The album offers 12 songs, including remixes.
"Patiala House" music commences with "Laung da lashkara" with Mahalaxmi Iyer, Hard Kaur and pop singer Jassi - who has made an appearance after a long time - singing it. This is the title track and quite apt for a film that is named "Patiala House". Full of Punjabi energy and flavour, the song includes a few rap lines as well.
There is a remix version of the number in the album.
After the first song, the album takes a turn and comes up with poignant track "Kya main jagoon" crooned by Shafqat Amanat Ali. It has a long prelude before the vocals begin, but then it is evident that full focus is on the vocals and music becomes secondary. The song changes pace quickly, which is very interesting and cuts the monotony. Shafqat`s voice is praiseworthy and adds weightage to the song. on the whole a beautiful number that strikes a chord with the listener.
It has two more versions - a regular remix and an unplugged version where the tone of vocals is slightly low. These are equally likeable.
Then comes in "Rola pe gaya" that has Mahalaxmi, Shankar, Earl, Master Saleem and Hard Kaur behind the mike. In spite of so many singers, the song fails to make a mark. Initially, it entertains a little bit, but soon the listener loses interest in the not-so-fresh composition. Even the lyrics don`t impress.
The remix version has nothing great to offer either.
Next song "Aadat hai voh" brings in some respite. Sung by Vishal Dadlani, it has a pleasing guitar strumming in the beginning that sets the mood. Then the rise in the tempo with strong orchestration gives the song an edge. It`s a nice, moderate-paced track that grows on you.

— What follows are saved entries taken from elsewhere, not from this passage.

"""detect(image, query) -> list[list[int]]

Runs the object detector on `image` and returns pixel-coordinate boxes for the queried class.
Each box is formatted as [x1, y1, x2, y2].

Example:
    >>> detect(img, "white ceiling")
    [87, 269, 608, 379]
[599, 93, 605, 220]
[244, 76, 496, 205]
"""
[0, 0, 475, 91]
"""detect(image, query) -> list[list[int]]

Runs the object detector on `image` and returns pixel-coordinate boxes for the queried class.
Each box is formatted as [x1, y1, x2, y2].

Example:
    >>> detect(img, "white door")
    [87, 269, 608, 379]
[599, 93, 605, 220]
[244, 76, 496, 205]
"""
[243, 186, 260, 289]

"Baby when you talk to me" is the only pure love song in the album, sung by Suraj Jagan and Alyssa Mendonsa. With Hindi and English lyrics, the foot-tapping song is hummable and engaging but you do get a feeling of dejà vu as the composition doesn`t sound too fresh.
This one too has a remixed version.
The next track "Tumba Tumba" is a qawali by Hans Raj Hans and may appeal to those who love qawallis, although the song seems to be more of a situational number.
In the end a Sufi song enters the album. "Aval allah" is also a situational track and might be effective on screen. Sung by Richa Sharma with minimal music, the song does have its high moments.
On the whole, the music of the album is neither bad nor brilliant. Some songs are entertaining and some need more punch. It`s time for Shankar-Ehsaan-Loy to reinvent themselves.